Though it started in Java, there is no reason other languages could not
implement the same protocols.
- The Internet means data is now routinely exchanged between computers from different manufacturers, using
software from different vendors on each end. It now becomes extremely important to precisely define the data
formats, and to create programs to verify that the standards are being adhered to.
- The Internet means it is more important than ever to exchange data in compact formats. If you don’t,
you waste bandwidth, air time, computing power, battery life in hand-held devices, and, most of all, people
time waiting for transmissions to complete.
- We are moving to an age with an explosion of hand held devices that communicate the same way cell phones do
with the Internet. These too must be accommodated. They have very tight RAM (Random Access Memory) and CPU (Central Processing Unit) requirements. Further, air
time is considerably more expensive and considerably slower than the cable connections that desktop machines
enjoy. Further, the amount of bandwidth is limited by the radio frequency spectrum. We are rapidly running out
of cell phone type bandwidth. You have to be ultra-efficient to even play the game.
Advantages
There are several major advantages to binary formats:
Compactness
They are compact to store, compact to process in RAM, and compact to transmit over the Internet. In contrast,
some text formats such as XML (extensible Markup Language) can be an order of magnitude fluffier.
Speed
A well designed binary format is computer-friendly. The computer can rapidly navigate the data finding what
it wants without having to parse that which it does not want.
Simplicity
Though a binary format might look terrifying to a human viewing it with the wrong tool, such as NOTEPAD, from
the computer’s point of view, it takes much less code to read and analyse a binary format file. This is
especially important in hand-held devices where RAM for code, and battery power to drive that code is at a
premium.
Accuracy
If you use text files for information interchange there will be a conversion from binary to prepare them and
a conversion back to binary to read them. Each of those conversions can introduce small errors if you are not
careful, especially with IEEE floating point.
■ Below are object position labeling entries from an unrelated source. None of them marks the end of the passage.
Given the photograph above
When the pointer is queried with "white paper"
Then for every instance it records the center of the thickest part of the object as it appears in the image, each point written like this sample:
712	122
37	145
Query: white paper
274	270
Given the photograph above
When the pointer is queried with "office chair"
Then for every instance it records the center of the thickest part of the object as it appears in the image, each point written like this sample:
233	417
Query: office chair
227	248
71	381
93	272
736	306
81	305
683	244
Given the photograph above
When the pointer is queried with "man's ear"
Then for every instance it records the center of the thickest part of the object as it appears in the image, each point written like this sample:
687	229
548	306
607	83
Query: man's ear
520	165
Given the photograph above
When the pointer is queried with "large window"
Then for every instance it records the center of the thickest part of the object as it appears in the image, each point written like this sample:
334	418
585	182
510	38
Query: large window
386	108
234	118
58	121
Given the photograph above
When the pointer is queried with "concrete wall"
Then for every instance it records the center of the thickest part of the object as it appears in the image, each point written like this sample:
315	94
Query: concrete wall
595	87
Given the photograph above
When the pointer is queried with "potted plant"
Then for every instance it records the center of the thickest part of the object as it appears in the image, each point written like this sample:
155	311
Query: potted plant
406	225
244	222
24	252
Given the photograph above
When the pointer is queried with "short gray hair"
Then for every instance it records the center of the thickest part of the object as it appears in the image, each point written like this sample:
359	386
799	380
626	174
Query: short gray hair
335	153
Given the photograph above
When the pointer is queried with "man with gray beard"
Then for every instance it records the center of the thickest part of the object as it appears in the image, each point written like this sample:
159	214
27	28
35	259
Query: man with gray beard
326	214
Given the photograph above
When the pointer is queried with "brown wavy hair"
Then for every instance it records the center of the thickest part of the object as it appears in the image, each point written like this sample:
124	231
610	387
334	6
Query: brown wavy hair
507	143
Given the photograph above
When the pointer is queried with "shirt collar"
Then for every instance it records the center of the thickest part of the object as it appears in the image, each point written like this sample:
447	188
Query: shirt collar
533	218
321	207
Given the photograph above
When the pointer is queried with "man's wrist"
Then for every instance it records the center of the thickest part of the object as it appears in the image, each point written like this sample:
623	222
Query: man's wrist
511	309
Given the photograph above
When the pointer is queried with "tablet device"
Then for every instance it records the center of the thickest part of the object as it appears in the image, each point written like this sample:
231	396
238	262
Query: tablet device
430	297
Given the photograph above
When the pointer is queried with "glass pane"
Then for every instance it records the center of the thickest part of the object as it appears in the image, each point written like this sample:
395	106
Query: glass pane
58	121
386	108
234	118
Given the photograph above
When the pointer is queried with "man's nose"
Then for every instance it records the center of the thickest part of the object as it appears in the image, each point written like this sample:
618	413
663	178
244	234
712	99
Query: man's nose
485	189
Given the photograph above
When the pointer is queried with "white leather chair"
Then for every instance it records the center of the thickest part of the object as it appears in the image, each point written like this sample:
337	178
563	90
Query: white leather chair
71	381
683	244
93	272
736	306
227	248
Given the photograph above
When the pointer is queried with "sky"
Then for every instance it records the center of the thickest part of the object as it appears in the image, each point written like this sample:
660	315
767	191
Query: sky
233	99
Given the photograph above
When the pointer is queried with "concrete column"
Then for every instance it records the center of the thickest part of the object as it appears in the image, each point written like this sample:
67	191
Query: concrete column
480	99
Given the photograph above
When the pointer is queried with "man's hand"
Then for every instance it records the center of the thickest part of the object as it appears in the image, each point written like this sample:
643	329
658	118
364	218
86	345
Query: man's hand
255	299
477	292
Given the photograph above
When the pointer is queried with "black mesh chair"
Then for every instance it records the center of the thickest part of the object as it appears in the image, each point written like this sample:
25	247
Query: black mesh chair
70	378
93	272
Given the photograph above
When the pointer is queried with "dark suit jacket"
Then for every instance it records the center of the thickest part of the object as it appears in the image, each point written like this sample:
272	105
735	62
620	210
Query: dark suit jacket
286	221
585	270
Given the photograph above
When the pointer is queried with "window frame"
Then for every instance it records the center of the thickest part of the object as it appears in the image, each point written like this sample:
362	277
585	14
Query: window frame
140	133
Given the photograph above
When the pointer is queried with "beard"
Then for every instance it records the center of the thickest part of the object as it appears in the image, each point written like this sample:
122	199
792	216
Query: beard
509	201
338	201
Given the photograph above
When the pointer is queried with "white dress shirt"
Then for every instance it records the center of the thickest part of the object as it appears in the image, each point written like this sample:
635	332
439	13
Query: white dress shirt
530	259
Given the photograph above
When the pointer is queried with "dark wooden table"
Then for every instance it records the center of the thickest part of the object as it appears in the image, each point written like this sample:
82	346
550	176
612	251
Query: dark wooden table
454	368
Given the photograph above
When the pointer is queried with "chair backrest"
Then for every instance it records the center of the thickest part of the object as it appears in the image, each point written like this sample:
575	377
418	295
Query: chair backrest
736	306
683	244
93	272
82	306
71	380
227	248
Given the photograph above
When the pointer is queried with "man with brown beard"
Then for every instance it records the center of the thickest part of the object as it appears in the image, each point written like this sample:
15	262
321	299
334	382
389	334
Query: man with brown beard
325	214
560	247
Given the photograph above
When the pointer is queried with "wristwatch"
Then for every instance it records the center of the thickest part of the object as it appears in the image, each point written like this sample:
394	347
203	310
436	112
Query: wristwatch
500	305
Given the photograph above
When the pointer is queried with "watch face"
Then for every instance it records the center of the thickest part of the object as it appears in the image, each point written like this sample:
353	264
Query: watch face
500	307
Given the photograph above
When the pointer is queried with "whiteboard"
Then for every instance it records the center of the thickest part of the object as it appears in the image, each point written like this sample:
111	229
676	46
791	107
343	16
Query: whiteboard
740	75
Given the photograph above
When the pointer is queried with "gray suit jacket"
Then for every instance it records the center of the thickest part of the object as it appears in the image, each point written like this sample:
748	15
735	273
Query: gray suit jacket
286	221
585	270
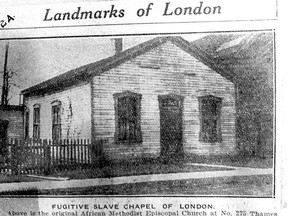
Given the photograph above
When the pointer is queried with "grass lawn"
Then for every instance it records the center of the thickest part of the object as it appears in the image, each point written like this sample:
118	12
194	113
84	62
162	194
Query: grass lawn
134	168
237	161
7	178
245	185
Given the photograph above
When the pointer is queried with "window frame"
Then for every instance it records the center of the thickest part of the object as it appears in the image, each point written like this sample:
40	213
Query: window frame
26	122
217	117
57	124
138	97
36	121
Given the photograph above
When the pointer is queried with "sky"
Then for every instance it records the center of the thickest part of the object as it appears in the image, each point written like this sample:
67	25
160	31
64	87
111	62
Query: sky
36	60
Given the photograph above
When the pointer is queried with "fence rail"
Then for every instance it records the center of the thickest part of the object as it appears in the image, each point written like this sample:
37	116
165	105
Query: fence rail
42	156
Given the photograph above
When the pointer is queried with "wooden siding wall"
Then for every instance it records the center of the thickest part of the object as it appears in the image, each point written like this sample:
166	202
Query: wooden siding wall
15	127
75	112
163	70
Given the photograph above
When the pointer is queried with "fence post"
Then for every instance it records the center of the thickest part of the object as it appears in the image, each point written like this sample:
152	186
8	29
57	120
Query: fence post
14	157
47	156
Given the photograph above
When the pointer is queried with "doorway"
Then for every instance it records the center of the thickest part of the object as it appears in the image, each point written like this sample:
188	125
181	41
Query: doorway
3	137
171	133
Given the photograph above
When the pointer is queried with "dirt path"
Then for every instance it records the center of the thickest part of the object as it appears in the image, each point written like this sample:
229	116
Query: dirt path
52	184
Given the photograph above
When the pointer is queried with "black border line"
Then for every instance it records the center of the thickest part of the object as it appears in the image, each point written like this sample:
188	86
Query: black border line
273	196
274	112
133	34
147	23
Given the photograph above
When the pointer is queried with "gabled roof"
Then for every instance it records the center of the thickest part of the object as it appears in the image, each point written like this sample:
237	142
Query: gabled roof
85	72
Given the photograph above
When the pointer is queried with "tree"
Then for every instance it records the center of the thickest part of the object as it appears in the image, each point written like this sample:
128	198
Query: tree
8	80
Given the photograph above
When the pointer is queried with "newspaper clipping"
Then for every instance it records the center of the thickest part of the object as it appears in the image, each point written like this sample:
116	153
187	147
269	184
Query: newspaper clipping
149	108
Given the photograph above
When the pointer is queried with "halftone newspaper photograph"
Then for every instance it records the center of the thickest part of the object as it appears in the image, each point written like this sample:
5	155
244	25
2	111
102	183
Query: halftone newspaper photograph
112	108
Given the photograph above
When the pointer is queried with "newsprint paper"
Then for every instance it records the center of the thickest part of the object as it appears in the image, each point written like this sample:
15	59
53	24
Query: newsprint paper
148	108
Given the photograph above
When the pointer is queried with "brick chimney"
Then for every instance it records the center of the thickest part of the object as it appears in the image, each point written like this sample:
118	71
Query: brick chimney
118	45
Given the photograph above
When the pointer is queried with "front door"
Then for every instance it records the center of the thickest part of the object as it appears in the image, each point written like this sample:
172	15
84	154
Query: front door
171	126
3	137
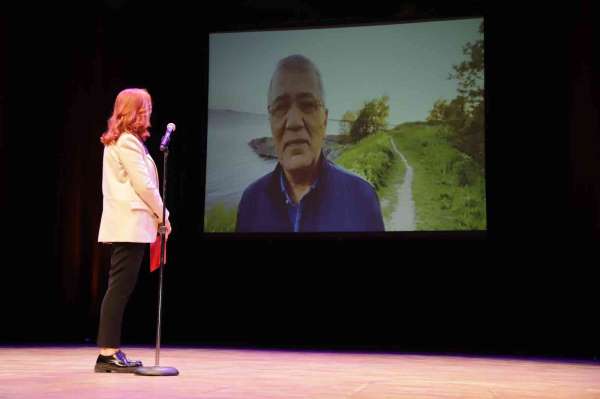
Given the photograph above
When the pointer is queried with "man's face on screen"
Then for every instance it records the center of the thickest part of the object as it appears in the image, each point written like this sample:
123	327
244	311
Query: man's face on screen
298	118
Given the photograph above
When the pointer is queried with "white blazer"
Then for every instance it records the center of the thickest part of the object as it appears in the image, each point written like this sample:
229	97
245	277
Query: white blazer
131	206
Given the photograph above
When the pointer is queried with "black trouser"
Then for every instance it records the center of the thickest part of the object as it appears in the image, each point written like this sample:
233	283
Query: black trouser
125	264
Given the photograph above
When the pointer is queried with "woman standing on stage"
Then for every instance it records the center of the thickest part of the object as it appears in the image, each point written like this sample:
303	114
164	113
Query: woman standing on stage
131	216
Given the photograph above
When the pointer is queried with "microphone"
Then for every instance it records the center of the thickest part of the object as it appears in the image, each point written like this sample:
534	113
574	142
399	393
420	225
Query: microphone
164	143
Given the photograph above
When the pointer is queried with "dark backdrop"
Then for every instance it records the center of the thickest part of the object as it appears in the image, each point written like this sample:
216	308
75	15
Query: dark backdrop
527	287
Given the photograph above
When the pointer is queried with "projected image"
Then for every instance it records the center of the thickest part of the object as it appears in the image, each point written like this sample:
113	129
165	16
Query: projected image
354	129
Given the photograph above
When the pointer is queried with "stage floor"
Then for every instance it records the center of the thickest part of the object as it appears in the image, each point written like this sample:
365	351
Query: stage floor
67	372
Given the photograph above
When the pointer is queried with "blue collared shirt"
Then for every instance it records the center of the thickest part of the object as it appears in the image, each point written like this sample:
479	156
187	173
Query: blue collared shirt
340	202
294	210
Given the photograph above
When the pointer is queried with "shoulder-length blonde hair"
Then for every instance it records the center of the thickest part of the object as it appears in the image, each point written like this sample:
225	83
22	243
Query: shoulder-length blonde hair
131	113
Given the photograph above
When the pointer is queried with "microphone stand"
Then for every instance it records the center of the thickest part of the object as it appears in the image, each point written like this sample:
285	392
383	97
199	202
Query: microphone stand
158	370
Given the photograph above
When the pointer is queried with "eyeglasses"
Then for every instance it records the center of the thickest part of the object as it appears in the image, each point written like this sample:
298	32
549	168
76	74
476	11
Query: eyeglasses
280	107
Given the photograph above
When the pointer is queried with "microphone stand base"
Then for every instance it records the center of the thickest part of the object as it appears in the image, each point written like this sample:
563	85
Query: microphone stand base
156	371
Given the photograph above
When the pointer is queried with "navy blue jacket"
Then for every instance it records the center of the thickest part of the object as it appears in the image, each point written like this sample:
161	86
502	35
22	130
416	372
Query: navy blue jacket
340	202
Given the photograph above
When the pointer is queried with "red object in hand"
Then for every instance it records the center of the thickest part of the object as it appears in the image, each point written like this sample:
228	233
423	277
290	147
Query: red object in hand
155	253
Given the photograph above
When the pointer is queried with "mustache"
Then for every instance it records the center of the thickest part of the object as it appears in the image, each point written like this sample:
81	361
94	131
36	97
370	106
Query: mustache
296	141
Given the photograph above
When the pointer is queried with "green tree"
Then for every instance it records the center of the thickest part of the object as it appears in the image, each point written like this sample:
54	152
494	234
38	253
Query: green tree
372	117
465	114
346	123
469	73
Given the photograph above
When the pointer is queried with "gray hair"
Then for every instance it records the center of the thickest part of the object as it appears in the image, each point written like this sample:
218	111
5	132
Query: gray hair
297	63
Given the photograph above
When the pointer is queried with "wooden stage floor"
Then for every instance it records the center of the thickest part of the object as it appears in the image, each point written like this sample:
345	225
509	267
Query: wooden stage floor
67	372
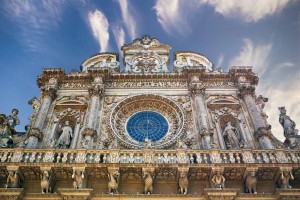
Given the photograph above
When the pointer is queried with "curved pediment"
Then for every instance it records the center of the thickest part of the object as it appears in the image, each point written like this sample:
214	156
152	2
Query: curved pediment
102	60
191	60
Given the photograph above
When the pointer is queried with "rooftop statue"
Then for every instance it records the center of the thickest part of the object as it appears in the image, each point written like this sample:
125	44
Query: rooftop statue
8	128
289	129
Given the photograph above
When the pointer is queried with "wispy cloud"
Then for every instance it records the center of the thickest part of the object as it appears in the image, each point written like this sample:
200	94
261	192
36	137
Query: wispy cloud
175	15
253	55
249	11
220	60
277	83
286	65
99	25
282	90
34	19
119	35
171	16
128	15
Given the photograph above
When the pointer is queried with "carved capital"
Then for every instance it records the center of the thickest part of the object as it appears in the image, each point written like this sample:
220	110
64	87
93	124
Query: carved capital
197	90
48	92
34	132
88	132
206	132
96	88
245	90
263	131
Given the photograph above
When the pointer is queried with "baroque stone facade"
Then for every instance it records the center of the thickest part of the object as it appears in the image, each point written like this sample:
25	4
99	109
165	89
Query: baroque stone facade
148	130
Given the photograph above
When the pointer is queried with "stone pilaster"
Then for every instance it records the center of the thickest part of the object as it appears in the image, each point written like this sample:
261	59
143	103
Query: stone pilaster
198	94
247	93
48	94
95	92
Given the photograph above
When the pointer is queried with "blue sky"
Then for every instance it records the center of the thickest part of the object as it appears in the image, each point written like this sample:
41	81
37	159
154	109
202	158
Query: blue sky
41	34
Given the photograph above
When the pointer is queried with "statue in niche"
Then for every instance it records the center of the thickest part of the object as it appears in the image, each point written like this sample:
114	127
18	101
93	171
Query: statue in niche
251	182
292	139
218	180
13	180
286	122
285	179
148	143
232	137
11	122
78	179
64	139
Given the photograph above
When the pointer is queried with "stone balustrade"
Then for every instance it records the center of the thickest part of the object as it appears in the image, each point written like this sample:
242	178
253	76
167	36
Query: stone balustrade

If you go direct binary to binary there are two less places you
can go wrong.
Symptoms
XML is probably the fluffiest, least efficient text format ever conceived. It is the
complete antithesis of a binary format. Addiction to XML is a symptom of a severe case of binaphobia.
Treatment
The binaphobic wakes in the night terrified he has written a program to create a binary format and now for some
reason he cannot read the data. What can be done to reassure the binaphobic?
- Use industry standard protocols and well tested libraries to read and write the data. Then at worst you
will be missing a field. You are then no worse off than had you done the whole thing in text.
- Remind him, "When was the last time anyone lost a serialised object because of bugs in readObject or writeObject?"
- Use the proper debugging tools to study your binary format files. You would not use NOTEPAD to modify an MS
Word document, so why do you think it the appropriate tool to examine and edit a binary format document. Use a
binary format editor/inspector. Programmers have no fear of the binary TCP/IP (Transmission Control Protocol/Internet Protocol) format, because they use proper
tools to examine the bits in the packets, rather than trying to analyse them with NOTEPAD.
- If you invent a new binary format, get different people to write the reader, writer, verifier, and
inspector/editor. That will help iron out inconsistencies or ambiguities in the format specification, and cross
check each others’ work. Then get lots of other people to use it. The more people using it, the less
likely a bug will slip through unnoticed.
- Remind him that bugs in properly tested programs are rare. Errors in text files prepared with NOTEPAD are
extremely common. He is like the fool who sits in his car in the garage with the motor running to avoid being
hit by lightning.
- Let the binaphobic use a binary editor. He imagines somehow it will be harder to use that Notepad. He
imagines that it will force him to fiddle bits with hex notation. He has no idea that a modern binary editor is
like a spreadsheet with the formulas locked that validates each field as you entered it.